9. The one or more processors of claim 8, the operations further comprising:

receiving an indication of a privacy or sensitivity level associated with the UE data; and

selecting a cooperative data collection scheme based at least on the privacy or sensitivity level associated with the UE data, wherein the analytic data is generated according to the selected cooperative data collection scheme.

10. The one or more processors of claim 8, the operations further comprising:

receiving, from at least one UE or network function (NF), a request for the analytic data; and

outputting the analytic data for transmission to the at least one UE or NF in accordance with the request.

11. The one or more processors of claim 8, the operations further comprising:

retrieving, from an analytics data repository function (ADRF), data associated with a machine learning (ML) model; and

outputting the data associated with the ML model during a downlink protocol data unit (PDU) session.

12. The one or more processors of claim 8, the operations further comprising training a machine learning (ML) model based at least in part on the plurality of aggregated output shares computed from the plurality of cryptographically secure input shares containing the UE data.

13. The one or more processors of claim 12, wherein the analytic data is generated using the ML model trained on the plurality of aggregated output shares computed from the plurality of cryptographically secure input shares containing the UE data.

14. One or more processors configured to, when executing instructions stored in a memory, perform operations comprising:

receiving an indication of a privacy-preserving configuration for secure data aggregation, the privacy-preserving configuration comprising one or more parameters to use for converting a cryptographically secure input share containing user equipment (UE) data to an aggregated output share;

receiving the cryptographically secure input share containing the UE data; and

converting the cryptographically secure input share to the aggregated output share in accordance with the one or more parameters of the privacy-preserving configuration for secure data aggregation.

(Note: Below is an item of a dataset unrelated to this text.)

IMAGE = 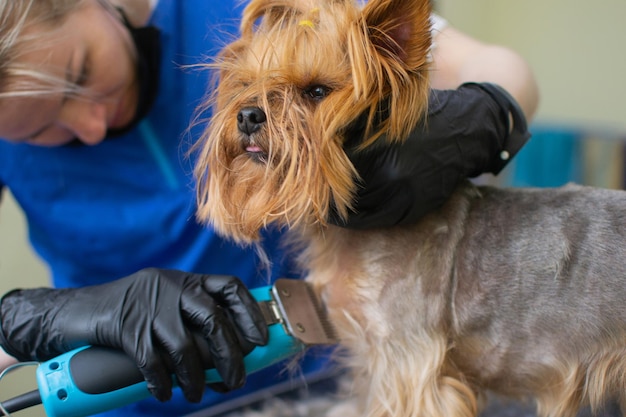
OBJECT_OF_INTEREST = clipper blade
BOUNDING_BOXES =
[272,278,338,346]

15. The one or more processors of claim 14, the operations further comprising outputting the aggregated output share for transmission to a network data analytics function (NWDAF) that is configured to generate analytic data based at least on the aggregated output share.

16. The one or more processors of claim 14, the operations further comprising:

receiving a secret-shared non-interactive proof (SNIP) associated with the cryptographically secure input share; and

prior to converting the cryptographically secure input share to the aggregated output share, verifying the cryptographically secure input share based at least on the SNIP associated with the cryptographically secure input share.

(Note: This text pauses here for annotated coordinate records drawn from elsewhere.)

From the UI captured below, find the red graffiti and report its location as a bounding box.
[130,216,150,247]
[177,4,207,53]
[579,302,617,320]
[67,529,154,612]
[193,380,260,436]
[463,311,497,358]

17. The one or more processors of claim 16, wherein verifying the cryptographically secure input share comprises exchanging the SNIP with one or more application functions (AFs) that are configured to receive and process other cryptographically secure input shares containing the UE data.

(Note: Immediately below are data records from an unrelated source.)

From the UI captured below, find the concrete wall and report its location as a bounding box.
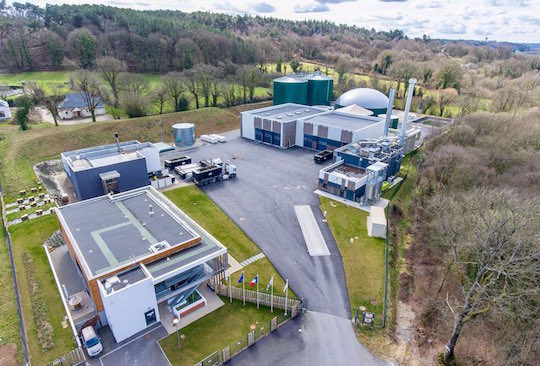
[68,158,150,200]
[99,278,160,342]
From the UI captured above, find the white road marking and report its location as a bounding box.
[294,205,330,256]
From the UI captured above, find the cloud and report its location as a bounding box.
[437,22,467,35]
[252,3,276,13]
[294,3,330,14]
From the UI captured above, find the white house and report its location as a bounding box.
[0,100,11,121]
[57,93,105,119]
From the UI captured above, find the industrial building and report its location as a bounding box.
[55,186,228,342]
[273,72,334,106]
[334,88,388,116]
[241,103,384,150]
[61,137,161,200]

18. The one or more processors of claim 14, the operations further comprising registering for one or more data collection, model training, or analytic services via a trusted domain or a network exposure function (NEF).

19. The one or more processors of claim 14, the operations further comprising receiving, during an uplink protocol data unit (PDU) session, inferred data generated by a local privacy-preserving machine learning (ML) model.

20. The one or more processors of claim 19, the operations further comprising outputting the inferred data to a network data analytics function (NWDAF) that is configured to generate analytic data based at least on the inferred data.